Conçu au départ par Nicolas Bourriaud sous la précédente mandature de Philippe Saurel, le MoCo était pensé depuis son ouverture en 2019 comme un Hôtel des Collections, autrement dit un centre d’art contemporain, ou un “musée sans collection” mais pas un musée au sens strict du terme, la différence entre musée et centre d’art passant notamment par la constitution d’un fonds d’œuvres.

Le MoCo première mouture visait à accueillir des collections privées ou publiques venant de l’extérieur. Un choix qui avait l’intérêt d’être en phase avec les préoccupations environnementales de l’époque, puisque chaque exposition équivalait à un seul déplacement, les œuvres venant toutes du même lieu.

Nouvelle mairie, nouveau directeur avec la nomination de Numa Hambursin en 2021, et nouveau projet: le Moco peut désormais organiser des expositions monographiques ou thématiques, faisant venir des œuvres d’un peu partout.

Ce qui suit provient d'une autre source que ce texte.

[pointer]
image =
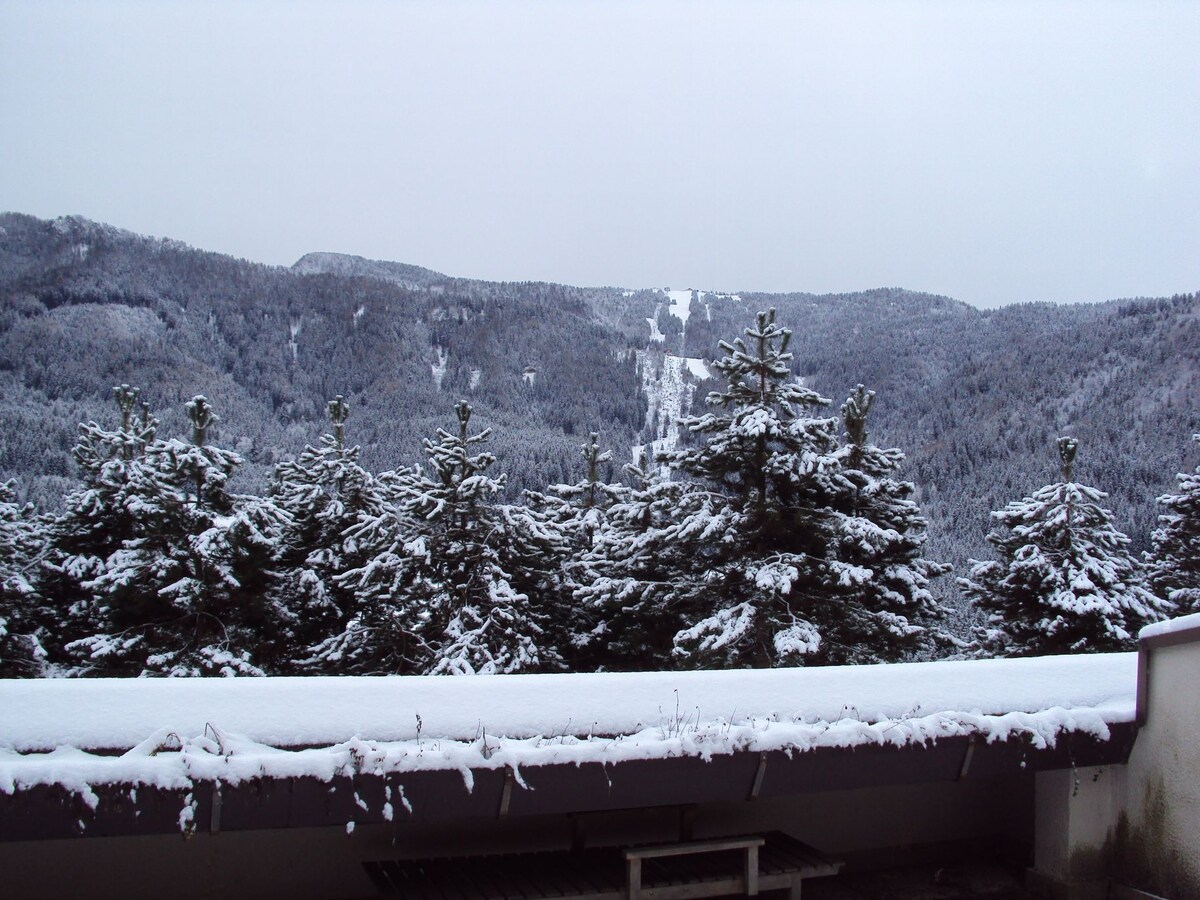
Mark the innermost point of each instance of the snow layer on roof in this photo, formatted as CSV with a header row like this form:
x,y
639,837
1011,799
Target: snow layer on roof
x,y
1170,627
179,732
117,714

Et depuis peu, il peut également acquérir des œuvres.
La ville et la métropole de Montpellier ont pour cela modifié les statuts de l’établissement, tout en précisant qu’il ne s’agirait que d’acquisitions ponctuelles et qu’il ne s’agit pas de constituer un fonds d’œuvres proprement dit.

Bernard Travier, conseiller métropolitain sous Philippe Saurel, a pris la parole pour demander l’intérêt de cette politique, rappelant d’une part qu’en matière d’art contemporain, il y avait déjà le Frac qui constituait une collection à Montpellier et que d’autre part, les réserves du Musée Fabre étaient remplies.
Le maire actuel a confirmé lors du conseil d’administration du MoCo que celui-ci “n’a pas vocation à se lancer dans une politique d’acquisition”. Tout au plus “quelques opportunités dans le cadre d’une exposition”.

De son côté Clare Hart, élue au conseil municipal, a précisé que ce changement de statut permettrait aussi au MoCo d’accepter d’éventuelles donations d’artistes ou de collectionneurs.